Anti-Choice Law Shutters an Abortion Clinic in Tennessee. Clinic Owner Somehow Manages to Make Me Feel Hopeful.

Posted on 8.20.2012 by Amy

Nothing I could possibly write this week could be more pressing than the letter a woman named Deb Walsh wrote 10 days ago.

Nothing could be more touching. Nothing could more starkly represent the nature of the times we're living in.

Maybe you've never heard of Deb Walsh.

She's the owner of Volunteer Women's Medical Clinic in Knoxville, Tennessee. She wrote this letter when she was on the verge of shuttering the abortion clinic where she'd worked for more than 30 years.

She was forced to close the clinic, she writes, because of a Targeted Regulation of Abortion Providers (TRAP) law, similar to the one that has threatened Mississippi's only remaining abortion clinic. The laws are one of the ways the anti-choice movement is slowing ending access to abortion in this country, clinic by clinic. Deb Walsh explains:

I found out last night that I will have to close Volunteer Women's Medical Clinic in Knoxville TN, effective today. A law that went into effect July 1st 2012 called "The Life Defense Act", made it illegal for our local, Board Certified OB-GYN physician to perform abortions in our fully licensed Ambulatory Surgical Treatment Center. The law requires Drs. who perform abortions to have local hospital admitting privileges. The law applies exclusively to abortion. One of our Drs., Morris Campbell, was actually able to reinstate his privileges a few weeks before the law went into effect. Sadly, he had a stroke and died a few days after receiving the news about his hospital privileges.

I'm 25 years old. It's hard for me to imagine how anyone would feel disassembling the place they'd worked for 30 years. What relics of feminist history were packed into boxes and stacked into the Uhaul shown sitting outside the clinic in a recent photo? What inspirational signs, contraceptive teaching devices, letters from grateful patients...what must if have felt like to pack all that away?
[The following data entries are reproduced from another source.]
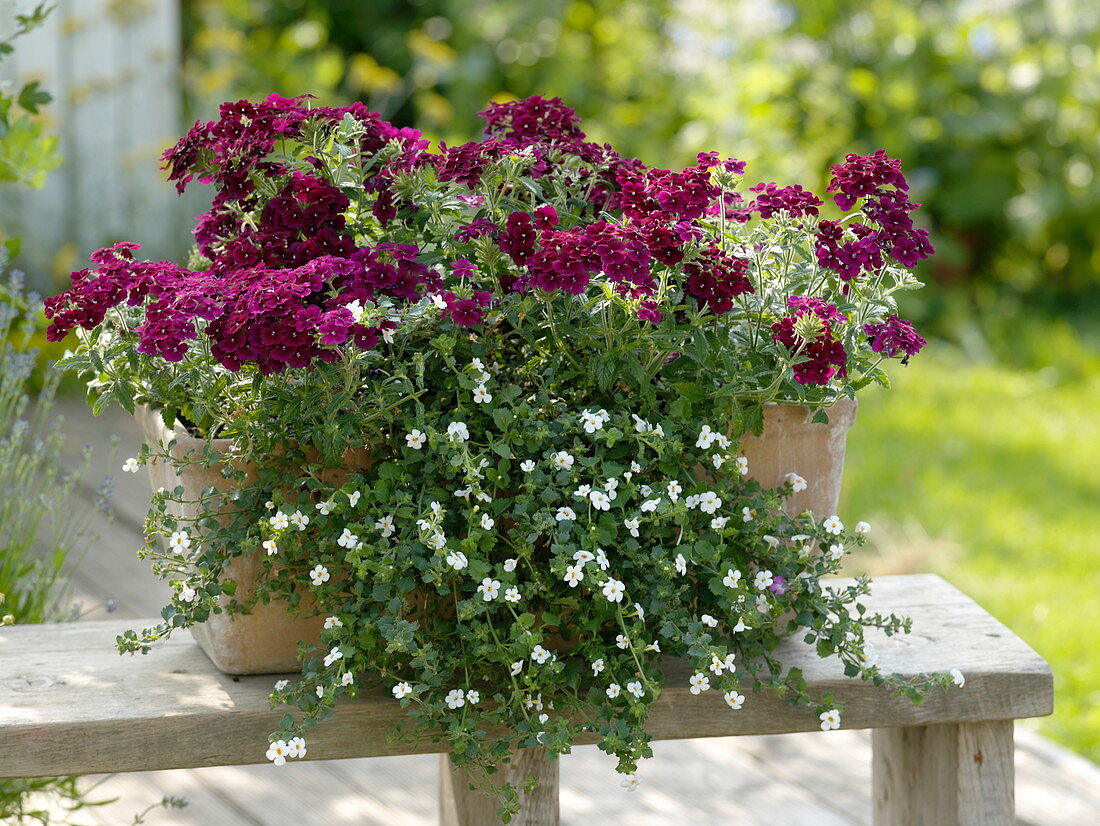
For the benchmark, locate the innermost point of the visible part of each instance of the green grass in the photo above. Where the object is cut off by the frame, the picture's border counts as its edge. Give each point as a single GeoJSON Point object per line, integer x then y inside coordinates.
{"type": "Point", "coordinates": [990, 476]}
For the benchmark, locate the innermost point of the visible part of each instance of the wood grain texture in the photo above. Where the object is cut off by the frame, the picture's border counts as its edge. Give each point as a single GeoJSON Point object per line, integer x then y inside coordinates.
{"type": "Point", "coordinates": [69, 704]}
{"type": "Point", "coordinates": [462, 805]}
{"type": "Point", "coordinates": [944, 775]}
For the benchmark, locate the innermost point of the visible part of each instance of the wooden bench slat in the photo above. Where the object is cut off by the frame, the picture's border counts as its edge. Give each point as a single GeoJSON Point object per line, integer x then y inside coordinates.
{"type": "Point", "coordinates": [69, 704]}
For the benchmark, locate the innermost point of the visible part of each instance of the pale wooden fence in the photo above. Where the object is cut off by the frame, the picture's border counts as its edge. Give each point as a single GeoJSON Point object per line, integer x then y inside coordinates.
{"type": "Point", "coordinates": [113, 69]}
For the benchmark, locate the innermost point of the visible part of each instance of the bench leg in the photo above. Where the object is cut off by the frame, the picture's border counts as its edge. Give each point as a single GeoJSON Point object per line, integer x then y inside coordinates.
{"type": "Point", "coordinates": [459, 805]}
{"type": "Point", "coordinates": [944, 775]}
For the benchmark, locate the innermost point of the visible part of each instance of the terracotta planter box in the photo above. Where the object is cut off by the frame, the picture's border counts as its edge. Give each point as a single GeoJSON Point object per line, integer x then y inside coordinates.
{"type": "Point", "coordinates": [265, 640]}
{"type": "Point", "coordinates": [791, 443]}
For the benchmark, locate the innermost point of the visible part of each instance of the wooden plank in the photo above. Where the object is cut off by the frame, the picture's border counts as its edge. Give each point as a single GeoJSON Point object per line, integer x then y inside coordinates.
{"type": "Point", "coordinates": [944, 775]}
{"type": "Point", "coordinates": [69, 705]}
{"type": "Point", "coordinates": [461, 803]}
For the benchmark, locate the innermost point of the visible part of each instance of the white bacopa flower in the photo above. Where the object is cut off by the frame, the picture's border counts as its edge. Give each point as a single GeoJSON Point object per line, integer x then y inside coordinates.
{"type": "Point", "coordinates": [385, 526]}
{"type": "Point", "coordinates": [734, 700]}
{"type": "Point", "coordinates": [708, 502]}
{"type": "Point", "coordinates": [455, 698]}
{"type": "Point", "coordinates": [614, 591]}
{"type": "Point", "coordinates": [674, 489]}
{"type": "Point", "coordinates": [700, 682]}
{"type": "Point", "coordinates": [829, 719]}
{"type": "Point", "coordinates": [573, 575]}
{"type": "Point", "coordinates": [562, 461]}
{"type": "Point", "coordinates": [490, 588]}
{"type": "Point", "coordinates": [277, 752]}
{"type": "Point", "coordinates": [798, 484]}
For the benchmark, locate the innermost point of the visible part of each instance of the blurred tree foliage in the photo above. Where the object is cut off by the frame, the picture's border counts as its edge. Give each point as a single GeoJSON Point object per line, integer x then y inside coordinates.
{"type": "Point", "coordinates": [993, 106]}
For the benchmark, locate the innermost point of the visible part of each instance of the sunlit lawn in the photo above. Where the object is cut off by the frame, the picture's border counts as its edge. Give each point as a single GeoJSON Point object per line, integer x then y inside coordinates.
{"type": "Point", "coordinates": [991, 477]}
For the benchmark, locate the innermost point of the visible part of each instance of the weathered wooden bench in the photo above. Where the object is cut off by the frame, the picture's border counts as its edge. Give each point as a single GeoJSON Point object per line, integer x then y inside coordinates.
{"type": "Point", "coordinates": [70, 705]}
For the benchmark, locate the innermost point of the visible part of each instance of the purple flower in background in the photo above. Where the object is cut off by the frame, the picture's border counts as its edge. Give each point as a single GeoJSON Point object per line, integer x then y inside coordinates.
{"type": "Point", "coordinates": [893, 337]}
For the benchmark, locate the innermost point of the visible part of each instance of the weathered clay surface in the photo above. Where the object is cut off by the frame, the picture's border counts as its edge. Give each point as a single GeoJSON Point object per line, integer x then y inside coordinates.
{"type": "Point", "coordinates": [790, 443]}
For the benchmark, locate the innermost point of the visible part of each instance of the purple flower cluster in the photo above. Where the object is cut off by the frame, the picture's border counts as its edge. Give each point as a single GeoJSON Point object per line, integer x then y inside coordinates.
{"type": "Point", "coordinates": [878, 180]}
{"type": "Point", "coordinates": [826, 355]}
{"type": "Point", "coordinates": [893, 337]}
{"type": "Point", "coordinates": [716, 278]}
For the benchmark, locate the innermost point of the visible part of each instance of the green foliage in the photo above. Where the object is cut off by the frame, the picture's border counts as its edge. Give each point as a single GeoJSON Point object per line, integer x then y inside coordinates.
{"type": "Point", "coordinates": [993, 106]}
{"type": "Point", "coordinates": [26, 152]}
{"type": "Point", "coordinates": [990, 478]}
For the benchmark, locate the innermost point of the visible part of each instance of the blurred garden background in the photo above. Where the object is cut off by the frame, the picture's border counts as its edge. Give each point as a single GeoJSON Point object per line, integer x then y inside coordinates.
{"type": "Point", "coordinates": [980, 463]}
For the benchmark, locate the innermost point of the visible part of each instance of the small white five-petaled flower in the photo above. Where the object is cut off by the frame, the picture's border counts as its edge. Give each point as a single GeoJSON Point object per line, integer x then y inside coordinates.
{"type": "Point", "coordinates": [829, 719]}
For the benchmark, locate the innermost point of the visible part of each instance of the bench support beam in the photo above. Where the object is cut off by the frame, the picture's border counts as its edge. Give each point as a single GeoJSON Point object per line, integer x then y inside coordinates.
{"type": "Point", "coordinates": [459, 805]}
{"type": "Point", "coordinates": [956, 774]}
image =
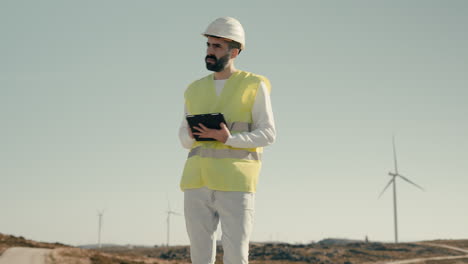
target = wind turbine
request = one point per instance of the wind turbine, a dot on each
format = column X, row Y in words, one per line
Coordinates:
column 169, row 212
column 394, row 175
column 100, row 214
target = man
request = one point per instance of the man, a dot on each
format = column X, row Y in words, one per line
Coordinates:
column 220, row 177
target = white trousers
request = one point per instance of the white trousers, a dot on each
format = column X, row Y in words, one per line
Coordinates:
column 203, row 209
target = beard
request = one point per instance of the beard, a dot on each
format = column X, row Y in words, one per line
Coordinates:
column 218, row 65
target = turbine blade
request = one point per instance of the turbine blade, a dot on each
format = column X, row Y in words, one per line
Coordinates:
column 388, row 184
column 394, row 154
column 168, row 204
column 406, row 179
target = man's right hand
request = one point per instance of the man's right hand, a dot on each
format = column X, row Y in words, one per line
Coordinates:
column 190, row 133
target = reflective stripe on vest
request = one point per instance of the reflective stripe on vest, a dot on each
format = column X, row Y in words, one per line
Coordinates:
column 224, row 153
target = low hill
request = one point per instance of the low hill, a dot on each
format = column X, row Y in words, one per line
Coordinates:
column 328, row 251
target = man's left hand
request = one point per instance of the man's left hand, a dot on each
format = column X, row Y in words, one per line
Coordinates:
column 220, row 135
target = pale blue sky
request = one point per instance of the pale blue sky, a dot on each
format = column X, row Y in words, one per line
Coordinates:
column 91, row 97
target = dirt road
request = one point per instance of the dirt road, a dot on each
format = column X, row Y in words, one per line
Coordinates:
column 20, row 255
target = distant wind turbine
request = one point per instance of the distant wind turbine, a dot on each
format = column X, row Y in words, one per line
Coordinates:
column 169, row 212
column 100, row 214
column 394, row 175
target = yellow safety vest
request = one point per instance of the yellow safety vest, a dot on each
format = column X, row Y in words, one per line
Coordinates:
column 211, row 163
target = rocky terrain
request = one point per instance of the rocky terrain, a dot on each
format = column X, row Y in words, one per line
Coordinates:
column 328, row 251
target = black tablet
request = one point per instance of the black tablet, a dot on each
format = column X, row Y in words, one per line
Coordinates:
column 211, row 120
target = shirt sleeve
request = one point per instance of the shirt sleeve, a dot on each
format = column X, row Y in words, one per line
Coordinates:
column 263, row 127
column 184, row 137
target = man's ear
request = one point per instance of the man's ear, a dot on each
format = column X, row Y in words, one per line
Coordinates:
column 234, row 53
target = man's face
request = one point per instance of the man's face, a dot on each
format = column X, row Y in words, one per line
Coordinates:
column 217, row 54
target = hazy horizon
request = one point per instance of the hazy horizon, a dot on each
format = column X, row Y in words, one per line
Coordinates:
column 91, row 98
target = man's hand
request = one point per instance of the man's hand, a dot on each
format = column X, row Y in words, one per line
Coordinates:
column 190, row 133
column 220, row 135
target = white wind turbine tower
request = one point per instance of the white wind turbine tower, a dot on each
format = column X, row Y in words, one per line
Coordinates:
column 394, row 175
column 169, row 212
column 100, row 214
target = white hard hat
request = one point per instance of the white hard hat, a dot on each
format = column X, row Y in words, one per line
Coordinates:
column 227, row 27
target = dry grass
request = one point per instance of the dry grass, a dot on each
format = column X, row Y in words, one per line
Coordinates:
column 454, row 243
column 453, row 261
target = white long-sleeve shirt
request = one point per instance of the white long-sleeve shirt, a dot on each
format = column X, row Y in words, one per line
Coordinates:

According to its website, the clinic has been caring for women since 1975. That's two years after Roe v. Wade. That's 38 years. Many of the young women who sought abortions there back in the years when it first opened are probably grandmothers now. Deb Walsh remembers them.

The clinic has been open for 38 years and I have worked there for over 30 years. I still remember the name of the first patient I took care of on the day I started, and I remember the answer an eleven year old girl gave when, after days of counseling, I asked her what she wanted to do. She said "I just want to go ride my new bicycle". No kidding baby girl. So many images remain of the strength of women.......the day we looked out the front window and saw an Appalachian woman we'd just discharged pushing an electric blue Corvette Sting Ray fast enough that her husband could pop the clutch and start the engine.......the coal miner's daughter that was full term and about to go into labor but swore it couldn't be true because no one had ever been "up on" her.......the sorority girl that said she got pregnant by trying on her friend's diaphragm that "must have had sperm on it"......the woman I brought back to life when she stopped breathing who later told us she had withheld critical medical history from us because she was afraid we wouldn't let her have an abortion if she told us the truth......all the Catholic women who had abortions over and over again because taking a birth control pill every day added up to more sins than a few abortions a year.

I'm so angry about this, also sad, and I'm grateful for whatever wisdom I possess that keeps me from feeling like a victim.

Thank you to everyone who has reached out with kind words during this nightmare. Now, I've got to get back to packing. Imagine it all working perfectly.

Deb Walsh

There's a hope resonating through the final words of that letter that took my breath away.

The struggle to maintain abortion access in this country is a mix of bitter, tragic losses and, along the way, some victories.

And lest we end on a totally tragic note, there's success for common sense in Kansas, where a prosecutor has dropped all remaining charges against a local Planned Parenthood, ending what was believed to be the first attempt in the country's history at criminally prosecuting a Planned Parenthood facility. The prosecutor, Phill Kline, is the same one who charged George Tiller with more than 30 misdemeanors. All charges were later thrown out. Three years later, Tiller was murdered.

Some days we win, some days we lose -- irreparably, enormously, senselessly. But there's hope in the movement precisely because of people like Deb Walsh. Precisely because of her courage. Precisely because of her unwillingness to be beaten, even while antis are literally forcing her out the door of her clinic.

Imagine, she says. Imagine it all working perfectly.